À écouter Gabriel Nadeau-Dubois, jeudi, on pouvait croire que rien de bon n'avait été réalisé au Québec depuis sa naissance en 1990.

Québec solidaire ou solitaire?

ÉDITORIAL / C'est très «2017» de s'attaquer à la classe dirigeante pour tenter de rejoindre un électorat désabusé et gagner des votes. Mais dire que la classe politique au pouvoir depuis 30 ans a «trahi le Québec» était carrément exagéré de la part de Gabriel Nadeau-Dubois. S'il veut changer le Québec avec Québec solidaire, s'il veut que ce parti obtienne plus que 7,6 % des voix au scrutin de 2018 et que les libéraux soient délogés, Nadeau-Dubois a intérêt à reconnaître que ceux qui ont fait de la politique avant lui, et ceux qui les ont appuyés, n'ont pas erré en tout.
À écouter Nadeau-Dubois annoncer sa candidature à l'investiture de Gouin et comme porte-parole masculin de Québec solidaire, on pouvait croire que rien de bon n'avait été réalisé au Québec depuis sa naissance en 1990. Comme si le monde ordinaire, les mal-pris, les oubliés, dont il veut prendre la défense, n'avaient jamais eu l'attention du Parti québécois et du Parti libéral depuis trois décennies.

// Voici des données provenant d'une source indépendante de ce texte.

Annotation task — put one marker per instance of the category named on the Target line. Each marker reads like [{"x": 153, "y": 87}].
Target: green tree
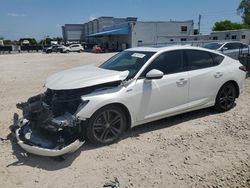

Gabriel Nadeau-Dubois a atténué ses propos depuis jeudi. L'apprentissage de la vie politique partisane commence. S'il veut incarner vraiment le renouveau, et c'est heureux qu'un jeune homme brillant se lance en politique à une époque où trop peu de jeunes s'y intéressent, il devra éviter le vieux réflexe politicien qui consiste à dénigrer et à douter de tout ce qui a  été fait avant lui. Avoir soif de nouvelles figures et de nouvelles idées ne signifie pas que l'électorat est prêt à gober n'importe quoi.
Si les inégalités entre les plus riches et les plus pauvres sont moindres au Québec qu'ailleurs, si certains programmes sont enviés (qu'on pense notamment aux services de garde éducatifs, au régime public d'assurance médicaments, à l'assurance parentale, à la loi sur l'équité salariale), c'est bien parce que les gouvernements étaient animés par une justice sociale - bien avant la création de Québec solidaire - et que la société le souhaitait ainsi.
Bien sûr, l'objectif d'équilibrer les finances publiques a créé des situations déplorables pour les plus vulnérables ces dernières années. Il est aussi navrant que le gouvernement Couillard ait établi un échéancier serré pour le retour à l'équilibre pour pouvoir un an avant les élections multiplier les réinvestissements. Il n'en demeure pas moins que la santé financière et la dette du Québec préoccupent bon nombre de citoyens. Aucune formation politique ne pourra l'ignorer. Comme elles ne peuvent passer à côté du développement économique.
Gabriel Nadeau-Dubois souhaite proposer des politiques plus progressistes. Il estime que beaucoup de Québécois sont insatisfaits de la direction prise par le Québec depuis 30 ans. Est-ce que la direction qu'il proposera ralliera assez de monde pour retirer le pouvoir aux libéraux? En 10 ans d'existence, le parti a réussi à faire élire seulement trois députés. S'unir avec Option nationale ne résout pas le problème de la division du vote chez les francophones, les souverainistes et les progressistes. Si aucun rapprochement ne se concrétise avec le PQ, la présence de Nadeau-Dubois alimentera certes de bons débats, mais les libéraux conserveront leur place.
La candidature de Gabriel Nadeau-Dubois a pour le moment un effet galvanisant pour Québec solidaire. Le Devoir rapportait vendredi que plus de 600 personnes avaient pris leur carte du parti ou effectué des dons dès son entrée en scène. Est-ce que l'effet positif se maintiendra et s'étendra au-delà de Montréal?
C'est une chose de gagner dans Gouin. C'en est une autre d'élire des députés ailleurs au Québec. C'est une chose de rallier les milléniaux. Mais il faut aussi séduire et convaincre des gens de toutes générations pour prendre le pouvoir et gouverner dans l'intérêt de tous. 
C'est une chose de gagner dans Gouin, une autre d'élire des députés partout au Québec.